Look for used sails (from Bacon or someone similar). I am familiar with Bacon's rating system and anything from Good to Excellent would do the trick. If you get a new main consider two reefs but perhaps each a bit bigger than the standard size. With three reefs you end up with a lot of lines on board. Better to have a two-reef system that works really well. I can't imagine that you would ever need a true storm jib for a coastal cruiser since you can avoid the conditions where this would be used - by not going out when there is anything over 30 knots forecast. We just finished a 6400 mile cruise including 11 days from the Chesapeake to St Thomas and I never even 'thought' about using either my storm jib or storm trysail. If you have a larger genoa and a working jib (~100%) that is all you will need.

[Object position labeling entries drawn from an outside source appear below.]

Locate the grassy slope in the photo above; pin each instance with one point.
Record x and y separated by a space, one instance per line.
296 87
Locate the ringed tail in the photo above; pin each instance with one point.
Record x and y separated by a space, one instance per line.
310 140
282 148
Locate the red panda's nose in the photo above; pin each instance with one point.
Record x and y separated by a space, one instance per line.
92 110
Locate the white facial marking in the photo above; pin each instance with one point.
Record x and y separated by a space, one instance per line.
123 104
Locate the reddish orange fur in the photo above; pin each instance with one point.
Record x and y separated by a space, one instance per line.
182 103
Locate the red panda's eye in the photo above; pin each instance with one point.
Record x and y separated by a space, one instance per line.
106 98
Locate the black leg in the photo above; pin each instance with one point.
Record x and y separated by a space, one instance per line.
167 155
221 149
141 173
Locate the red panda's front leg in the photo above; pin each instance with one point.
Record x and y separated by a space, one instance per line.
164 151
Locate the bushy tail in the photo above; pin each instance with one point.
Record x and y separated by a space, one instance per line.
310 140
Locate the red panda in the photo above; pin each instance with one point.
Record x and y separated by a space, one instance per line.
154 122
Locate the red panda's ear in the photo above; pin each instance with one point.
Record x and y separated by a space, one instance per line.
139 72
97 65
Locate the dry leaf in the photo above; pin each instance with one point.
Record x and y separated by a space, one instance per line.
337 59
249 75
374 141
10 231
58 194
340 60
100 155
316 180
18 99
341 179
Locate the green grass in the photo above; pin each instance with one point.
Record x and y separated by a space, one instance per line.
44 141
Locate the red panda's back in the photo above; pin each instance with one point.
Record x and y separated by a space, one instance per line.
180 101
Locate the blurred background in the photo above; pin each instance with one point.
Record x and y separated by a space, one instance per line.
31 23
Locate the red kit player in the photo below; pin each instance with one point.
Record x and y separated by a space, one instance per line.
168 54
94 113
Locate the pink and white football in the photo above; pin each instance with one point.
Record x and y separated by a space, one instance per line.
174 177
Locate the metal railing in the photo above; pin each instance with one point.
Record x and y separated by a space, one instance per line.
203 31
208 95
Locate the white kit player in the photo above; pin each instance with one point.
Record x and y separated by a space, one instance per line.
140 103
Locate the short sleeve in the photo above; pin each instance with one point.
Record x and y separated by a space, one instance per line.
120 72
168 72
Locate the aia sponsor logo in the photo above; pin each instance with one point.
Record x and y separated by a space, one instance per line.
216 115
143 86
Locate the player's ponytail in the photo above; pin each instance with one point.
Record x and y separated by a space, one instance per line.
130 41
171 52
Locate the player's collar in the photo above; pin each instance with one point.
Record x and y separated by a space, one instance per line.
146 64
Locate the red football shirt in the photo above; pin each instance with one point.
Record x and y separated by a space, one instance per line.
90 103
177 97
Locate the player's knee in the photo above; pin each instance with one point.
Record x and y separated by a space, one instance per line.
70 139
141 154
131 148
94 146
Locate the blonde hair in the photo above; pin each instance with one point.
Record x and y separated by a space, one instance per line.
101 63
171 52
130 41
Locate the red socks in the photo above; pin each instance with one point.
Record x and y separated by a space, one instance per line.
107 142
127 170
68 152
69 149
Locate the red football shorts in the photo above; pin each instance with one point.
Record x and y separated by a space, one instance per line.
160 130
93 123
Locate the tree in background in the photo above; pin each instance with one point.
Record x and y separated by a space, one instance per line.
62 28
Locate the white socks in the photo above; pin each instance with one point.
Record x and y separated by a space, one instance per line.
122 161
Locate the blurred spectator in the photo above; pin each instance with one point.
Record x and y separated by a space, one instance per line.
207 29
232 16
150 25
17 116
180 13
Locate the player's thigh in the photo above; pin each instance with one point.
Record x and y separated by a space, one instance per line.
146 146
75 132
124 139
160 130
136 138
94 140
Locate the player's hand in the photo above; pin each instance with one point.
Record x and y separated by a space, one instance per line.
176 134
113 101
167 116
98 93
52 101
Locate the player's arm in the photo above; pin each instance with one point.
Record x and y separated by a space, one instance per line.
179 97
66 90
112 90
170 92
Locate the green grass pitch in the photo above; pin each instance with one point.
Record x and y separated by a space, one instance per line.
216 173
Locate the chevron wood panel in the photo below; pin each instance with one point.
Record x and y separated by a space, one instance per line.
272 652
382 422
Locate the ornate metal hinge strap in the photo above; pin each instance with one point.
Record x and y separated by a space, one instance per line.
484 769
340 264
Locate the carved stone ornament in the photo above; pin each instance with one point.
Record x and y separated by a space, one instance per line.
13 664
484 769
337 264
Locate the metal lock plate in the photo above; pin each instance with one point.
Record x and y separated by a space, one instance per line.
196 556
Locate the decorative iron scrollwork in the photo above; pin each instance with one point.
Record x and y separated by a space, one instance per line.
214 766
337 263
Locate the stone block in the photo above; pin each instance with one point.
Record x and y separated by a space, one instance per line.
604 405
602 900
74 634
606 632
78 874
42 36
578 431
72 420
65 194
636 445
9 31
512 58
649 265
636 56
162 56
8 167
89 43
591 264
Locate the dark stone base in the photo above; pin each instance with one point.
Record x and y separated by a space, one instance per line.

I have no idea if your boat would heave to well or not. Best thing is to experiment. Try it in 10 knots and see what happens; if it works, try it in 15 and work your way up the scale. The basic idea is pretty simple, tack the boat without letting go the jib sheet. Beyond this there are lots of possibilities, like how much jib is best, how much main, are you better with board up or down, how will you keep the tiller at the right angle. It is fun to experiment. You will not stop the boat in one place. It will forereach at a knot or so but should be pretty comfortable compared to bare poles in a squall.
Finishing our major refit. Our trip to Newfoundland is off because it is too late. Hoping to go to the North Channel instead.